Over time, Bock said major studios realized they could capitalize on summer hits that didn't necessarily need awards show glory to make money.
That's where niche award show films entered the picture, said Jonathan Kuntz, a film historian and lecturer at the UCLA School of Theater, Film and Television. Notorious film producer Harvey Weinstein -- now best known for the many sexual assault allegations against him -- realized in the 1990s that he could cash in on low- or mid-budget films with chances at Oscar success.
Winning an Oscar is a great way to advertise a movie.

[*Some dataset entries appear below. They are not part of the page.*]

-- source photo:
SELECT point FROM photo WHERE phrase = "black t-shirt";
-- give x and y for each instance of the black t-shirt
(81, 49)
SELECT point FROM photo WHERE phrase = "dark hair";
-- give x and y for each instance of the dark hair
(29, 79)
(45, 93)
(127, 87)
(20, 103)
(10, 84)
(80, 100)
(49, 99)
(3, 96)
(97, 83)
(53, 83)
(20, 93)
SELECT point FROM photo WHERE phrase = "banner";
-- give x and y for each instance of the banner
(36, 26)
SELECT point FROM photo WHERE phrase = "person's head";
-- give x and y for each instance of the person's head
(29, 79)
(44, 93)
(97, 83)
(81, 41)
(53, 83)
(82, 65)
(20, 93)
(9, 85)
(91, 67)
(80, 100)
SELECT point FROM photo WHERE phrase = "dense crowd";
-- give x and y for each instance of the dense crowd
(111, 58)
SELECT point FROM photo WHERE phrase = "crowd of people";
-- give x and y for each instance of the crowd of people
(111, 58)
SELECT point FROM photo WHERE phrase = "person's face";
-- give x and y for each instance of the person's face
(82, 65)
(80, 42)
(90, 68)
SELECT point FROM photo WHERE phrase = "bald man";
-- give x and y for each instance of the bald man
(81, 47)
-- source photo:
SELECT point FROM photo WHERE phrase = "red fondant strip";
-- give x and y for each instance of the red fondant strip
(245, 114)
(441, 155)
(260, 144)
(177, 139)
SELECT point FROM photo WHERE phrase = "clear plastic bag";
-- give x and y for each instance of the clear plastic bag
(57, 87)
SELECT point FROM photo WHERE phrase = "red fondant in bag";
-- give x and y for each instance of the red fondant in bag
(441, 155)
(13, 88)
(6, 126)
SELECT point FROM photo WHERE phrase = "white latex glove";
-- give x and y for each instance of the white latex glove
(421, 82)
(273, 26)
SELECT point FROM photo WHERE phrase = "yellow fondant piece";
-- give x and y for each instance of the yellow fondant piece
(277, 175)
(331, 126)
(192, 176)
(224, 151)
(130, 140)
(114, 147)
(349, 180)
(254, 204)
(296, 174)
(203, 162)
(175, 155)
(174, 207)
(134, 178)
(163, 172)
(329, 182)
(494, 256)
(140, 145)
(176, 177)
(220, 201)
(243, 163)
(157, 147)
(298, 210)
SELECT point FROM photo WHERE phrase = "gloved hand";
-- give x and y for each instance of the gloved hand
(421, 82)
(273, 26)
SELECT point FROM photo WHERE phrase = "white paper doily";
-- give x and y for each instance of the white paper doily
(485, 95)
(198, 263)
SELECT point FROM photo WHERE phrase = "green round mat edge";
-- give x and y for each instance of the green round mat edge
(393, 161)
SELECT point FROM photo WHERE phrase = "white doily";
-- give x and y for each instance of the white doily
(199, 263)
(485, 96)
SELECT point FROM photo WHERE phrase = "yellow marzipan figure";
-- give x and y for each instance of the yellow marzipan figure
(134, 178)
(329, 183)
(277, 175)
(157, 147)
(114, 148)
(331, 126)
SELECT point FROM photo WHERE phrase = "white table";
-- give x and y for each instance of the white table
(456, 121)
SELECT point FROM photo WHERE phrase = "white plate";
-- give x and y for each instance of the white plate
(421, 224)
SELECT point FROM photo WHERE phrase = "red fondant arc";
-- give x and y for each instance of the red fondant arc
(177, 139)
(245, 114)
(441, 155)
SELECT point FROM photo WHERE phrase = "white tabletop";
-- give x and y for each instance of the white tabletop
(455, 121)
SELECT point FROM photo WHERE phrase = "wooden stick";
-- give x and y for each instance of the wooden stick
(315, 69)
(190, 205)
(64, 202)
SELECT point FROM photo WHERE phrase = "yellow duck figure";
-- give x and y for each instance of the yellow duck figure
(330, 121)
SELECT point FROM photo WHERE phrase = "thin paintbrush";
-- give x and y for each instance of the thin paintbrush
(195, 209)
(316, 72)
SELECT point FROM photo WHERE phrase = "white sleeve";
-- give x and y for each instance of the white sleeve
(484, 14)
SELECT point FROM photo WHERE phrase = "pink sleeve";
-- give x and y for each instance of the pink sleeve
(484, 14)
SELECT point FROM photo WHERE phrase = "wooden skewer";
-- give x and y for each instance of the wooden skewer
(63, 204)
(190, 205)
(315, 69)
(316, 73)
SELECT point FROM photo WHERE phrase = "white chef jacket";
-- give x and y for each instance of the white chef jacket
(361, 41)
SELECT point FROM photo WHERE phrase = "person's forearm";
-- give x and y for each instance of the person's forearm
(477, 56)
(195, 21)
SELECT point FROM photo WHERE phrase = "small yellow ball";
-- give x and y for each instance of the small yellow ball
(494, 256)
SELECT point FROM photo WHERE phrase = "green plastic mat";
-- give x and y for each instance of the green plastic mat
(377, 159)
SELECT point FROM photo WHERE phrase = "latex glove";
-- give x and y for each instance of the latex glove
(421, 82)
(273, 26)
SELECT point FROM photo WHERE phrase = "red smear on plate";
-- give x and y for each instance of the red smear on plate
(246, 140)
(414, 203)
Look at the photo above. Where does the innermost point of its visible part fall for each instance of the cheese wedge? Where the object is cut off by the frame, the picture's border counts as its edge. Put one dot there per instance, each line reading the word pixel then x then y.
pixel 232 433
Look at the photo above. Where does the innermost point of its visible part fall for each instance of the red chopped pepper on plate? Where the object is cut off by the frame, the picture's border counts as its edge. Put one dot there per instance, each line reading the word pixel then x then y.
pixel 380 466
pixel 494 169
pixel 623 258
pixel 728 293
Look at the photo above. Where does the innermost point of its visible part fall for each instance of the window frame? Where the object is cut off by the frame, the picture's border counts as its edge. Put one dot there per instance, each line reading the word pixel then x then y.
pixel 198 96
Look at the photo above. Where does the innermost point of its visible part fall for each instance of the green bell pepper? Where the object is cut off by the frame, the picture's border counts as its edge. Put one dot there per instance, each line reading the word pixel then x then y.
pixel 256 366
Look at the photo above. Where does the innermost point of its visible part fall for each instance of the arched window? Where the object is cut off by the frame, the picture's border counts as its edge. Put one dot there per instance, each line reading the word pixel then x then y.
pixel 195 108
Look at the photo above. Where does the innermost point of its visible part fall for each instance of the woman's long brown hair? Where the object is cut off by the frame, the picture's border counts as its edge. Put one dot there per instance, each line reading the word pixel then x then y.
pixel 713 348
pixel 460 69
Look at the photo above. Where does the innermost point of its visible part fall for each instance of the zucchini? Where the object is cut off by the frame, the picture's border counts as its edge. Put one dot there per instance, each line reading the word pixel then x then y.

For example, the Weinstein Company's "The Artist" cost only $15 million to make and grossed $12 million before it was nominated for Best Picture, but it topped out at $44 million after it won, according to Box Office Mojo.
Fox Searchlight's "Slumdog Millionaire" made more than two-thirds of its box office earnings after it was nominated for Best Picture. It collected $141 million in 2008.
The trend of the Academy choosing movies with meager box office returns has really only solidified in the last several years. For a time in the mid-1990s and early 2000s, box office winners still found a lot of success.
"Titanic," for example, picked up 11 Academy Awards in 1998, including Best Picture. It also raked in about $600 million at the box office, most of which was earned before its nomination. That year's ceremony drew 55 million viewers, the most in recent memory.
And "The Lord of the Rings: The Return of the King" was no slouch in 2004. The movie earned $377 million, and 43 million people tuned in to watch it win Best Picture.
There's a reason why audiences tuned in those years, Bock said: "People actually have seen those films."
By comparison, recent winners "Spotlight" and "Moonlight" earned less than $80 million combined in theaters. Even though those movies were universally praised by critics, audiences weren't as enthusiastic. Less than 35 million people watched each ceremony, making them among the lowest rated.
This year, only two of the Best Picture nominees ranked in the Box Office Mojo's top 15 highest-grossing films of 2017: the war epic "Dunkirk" (No. 14) and the subversive horror movie "Get Out" (No. 15).
The modest totals from other movies, including "Lady Bird," "Phantom Thread" and "The Shape of Water," are unsurprising. They're playing on far fewer screens, and aren't marketed to the broader public in the way that "Wonder Woman" and "Spider-Man: Homecoming" were.
Neither of the latter movies received any Oscar nominations, despite winning over critics and audiences.
That's a missed opportunity, Bock says. Nominating "Wonder Woman" for a prominent award might have driven more buzz to the show itself.
"Think about how big it would be if people tuned in to see, 'Wow, is Wonder Woman actually going to will Best Actress?' It would be huge," he said.
Yet picking smaller films gives the Academy an opportunity to recognize achievements of small, independent artists, noted Kuntz, the UCLA lecturer.
"That seems to be what the Academy wants now," he said. "They can be seen to be rewarding different people and different kinds of quality films."
Besides, he added: Why does a major studio like Disney even need an Academy Award nomination for a monster hit like Star Wars?
"Disney is the largest movie making entity on the planet, and it's already got a billion dollars out of that picture," he added. "Do they really need an Academy Award also?"